Паренек подымает с земли струг и, осмотрев его, говорит:
– Плохо заточен. Ну ладно, попробую. Он подходит к лежащей на козлах шпале, делает какое-то едва уловимое движение, и тут происходит чудо. Струг легко, как по маслу, скользит по шпале, снимая ровным слоем кору, которая длинными тонкими полосками падает на землю. Проходит несколько минут, и одна сторона шпалы очищена от коры. Паренек переворачивает шпалу, и вот уже зачищена и другая сторона. Паренек скидывает шпалу и кладет на козлы новую. Я с изумлением смотрю на происходящее чудо. В какие-то пятнадцать-двадцать минут паренек делает то, над чем я бьюсь более двух часов.
– Как это у тебя получается?
– Да просто. Тут главное – хорошо наточить струг и направить его. Я ведь здешний, архангельский, деревня наша километров двадцать отсюда будет. У меня и братеня здесь, в лагере, надзирателем служит. С малых лет мы всей семьей в лесу работаем.
– Ну, а свою работу ты как, уже выполнил?

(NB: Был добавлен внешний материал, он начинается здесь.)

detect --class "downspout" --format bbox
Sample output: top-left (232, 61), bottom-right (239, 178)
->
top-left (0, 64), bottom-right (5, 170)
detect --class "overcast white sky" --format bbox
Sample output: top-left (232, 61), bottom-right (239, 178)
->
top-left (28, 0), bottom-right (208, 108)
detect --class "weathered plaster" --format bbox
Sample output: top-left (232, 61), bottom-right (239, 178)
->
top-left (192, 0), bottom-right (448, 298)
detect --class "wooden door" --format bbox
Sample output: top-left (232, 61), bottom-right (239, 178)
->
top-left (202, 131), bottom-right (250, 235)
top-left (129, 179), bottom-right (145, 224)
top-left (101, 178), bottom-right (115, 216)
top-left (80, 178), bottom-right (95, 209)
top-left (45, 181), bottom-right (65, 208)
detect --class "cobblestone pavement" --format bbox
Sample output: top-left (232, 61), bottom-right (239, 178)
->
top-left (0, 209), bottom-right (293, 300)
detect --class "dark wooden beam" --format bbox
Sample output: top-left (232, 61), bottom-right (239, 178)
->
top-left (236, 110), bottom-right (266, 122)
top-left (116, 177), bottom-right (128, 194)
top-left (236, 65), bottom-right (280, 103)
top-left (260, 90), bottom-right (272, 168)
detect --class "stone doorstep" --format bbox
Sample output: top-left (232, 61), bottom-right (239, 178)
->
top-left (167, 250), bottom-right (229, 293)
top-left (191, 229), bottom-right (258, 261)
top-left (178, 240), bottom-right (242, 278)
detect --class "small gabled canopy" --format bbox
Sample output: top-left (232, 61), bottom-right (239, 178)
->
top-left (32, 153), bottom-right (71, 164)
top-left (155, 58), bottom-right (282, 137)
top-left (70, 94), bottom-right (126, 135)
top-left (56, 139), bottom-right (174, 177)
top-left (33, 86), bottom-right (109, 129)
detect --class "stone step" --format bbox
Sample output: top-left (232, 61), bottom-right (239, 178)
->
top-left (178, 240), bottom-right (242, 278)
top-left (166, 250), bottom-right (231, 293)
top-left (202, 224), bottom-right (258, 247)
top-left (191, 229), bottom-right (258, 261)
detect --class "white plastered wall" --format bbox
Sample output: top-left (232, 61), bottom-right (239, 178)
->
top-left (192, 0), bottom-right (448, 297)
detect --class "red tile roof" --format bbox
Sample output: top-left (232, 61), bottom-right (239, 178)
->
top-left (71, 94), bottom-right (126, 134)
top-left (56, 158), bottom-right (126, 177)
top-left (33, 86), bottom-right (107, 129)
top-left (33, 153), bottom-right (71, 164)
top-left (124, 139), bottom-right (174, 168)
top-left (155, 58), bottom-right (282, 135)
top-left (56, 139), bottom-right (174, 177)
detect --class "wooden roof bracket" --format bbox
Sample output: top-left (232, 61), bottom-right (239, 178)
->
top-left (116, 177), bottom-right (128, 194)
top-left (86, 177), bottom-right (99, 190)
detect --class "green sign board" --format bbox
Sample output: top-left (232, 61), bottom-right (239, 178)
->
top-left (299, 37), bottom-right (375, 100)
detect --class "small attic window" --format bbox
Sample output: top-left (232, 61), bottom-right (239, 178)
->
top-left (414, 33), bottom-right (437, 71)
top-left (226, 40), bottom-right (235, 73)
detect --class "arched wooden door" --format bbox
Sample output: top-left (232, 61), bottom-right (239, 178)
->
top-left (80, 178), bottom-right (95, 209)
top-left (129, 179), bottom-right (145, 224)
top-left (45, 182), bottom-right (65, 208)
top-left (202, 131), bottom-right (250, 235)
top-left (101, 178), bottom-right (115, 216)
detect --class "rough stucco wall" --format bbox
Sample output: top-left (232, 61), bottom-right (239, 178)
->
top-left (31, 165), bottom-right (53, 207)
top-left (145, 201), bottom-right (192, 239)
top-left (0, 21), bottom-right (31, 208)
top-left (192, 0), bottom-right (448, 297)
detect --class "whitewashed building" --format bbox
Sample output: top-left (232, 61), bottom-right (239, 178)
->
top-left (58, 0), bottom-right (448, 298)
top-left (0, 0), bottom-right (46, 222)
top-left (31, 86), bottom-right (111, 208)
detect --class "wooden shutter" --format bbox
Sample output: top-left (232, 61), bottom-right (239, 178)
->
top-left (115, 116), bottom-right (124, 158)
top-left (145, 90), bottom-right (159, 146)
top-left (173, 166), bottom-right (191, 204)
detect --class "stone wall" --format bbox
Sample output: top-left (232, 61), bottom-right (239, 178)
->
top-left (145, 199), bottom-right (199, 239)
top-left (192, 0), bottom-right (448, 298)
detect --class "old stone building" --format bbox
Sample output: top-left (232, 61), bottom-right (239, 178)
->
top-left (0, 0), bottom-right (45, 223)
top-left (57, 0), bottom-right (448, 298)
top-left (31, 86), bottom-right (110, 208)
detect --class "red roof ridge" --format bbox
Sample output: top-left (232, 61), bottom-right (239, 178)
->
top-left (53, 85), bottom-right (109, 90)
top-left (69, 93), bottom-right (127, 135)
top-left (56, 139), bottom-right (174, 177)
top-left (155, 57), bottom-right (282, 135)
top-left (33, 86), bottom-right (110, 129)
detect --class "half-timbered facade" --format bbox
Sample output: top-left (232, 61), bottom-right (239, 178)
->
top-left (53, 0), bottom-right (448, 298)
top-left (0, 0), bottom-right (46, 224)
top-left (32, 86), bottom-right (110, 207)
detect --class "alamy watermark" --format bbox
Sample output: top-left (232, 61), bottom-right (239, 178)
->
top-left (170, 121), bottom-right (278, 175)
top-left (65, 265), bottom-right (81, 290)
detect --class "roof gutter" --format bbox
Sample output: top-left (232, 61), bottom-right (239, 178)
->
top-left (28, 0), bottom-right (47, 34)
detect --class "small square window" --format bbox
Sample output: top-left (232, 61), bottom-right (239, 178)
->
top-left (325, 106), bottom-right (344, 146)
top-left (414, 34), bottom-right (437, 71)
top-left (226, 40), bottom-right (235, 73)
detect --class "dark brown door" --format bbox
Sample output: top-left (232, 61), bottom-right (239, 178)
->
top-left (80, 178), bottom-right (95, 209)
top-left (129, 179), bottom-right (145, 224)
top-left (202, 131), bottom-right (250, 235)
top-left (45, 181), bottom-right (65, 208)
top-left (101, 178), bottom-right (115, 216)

– Я! – паренек даже хмыкнул от злости. – Чтобы я на начальничка работал, да еще в карантине?! – Паренек замысловато, по-лагерному, выматерился. – Я этот лес не сажал, почто пилить его буду?! Просто вижу, мучаешься ты с этим, – он ткнул пальцем в сторону шпал, – жалко стало, вот я и помог. Срок у меня не очень большой, верно, расконвоируют и возчиком пошлют. Ну это еще куда ни шло. А там посмотрю, что делать.
– Ты, что ж, вор в законе?
– В законе, не в законе, но особо рогами упираться не буду. Пусть начальничек упирается. Я ведь третий срок тяну. Первый раз в четырнадцать лет в колонию попал, потом опять в колонию, а сейчас вот сюда прислали. Дали за карман четыре года как рецидивисту. Ну, да не впервые.
– А что у тебя за свежий шрам на щеке?
– Да на пересылке в Вологде одна сука меня бритвой резанула. Чуток выше – и глаз бы вытек. Ну, ничего, обошлось.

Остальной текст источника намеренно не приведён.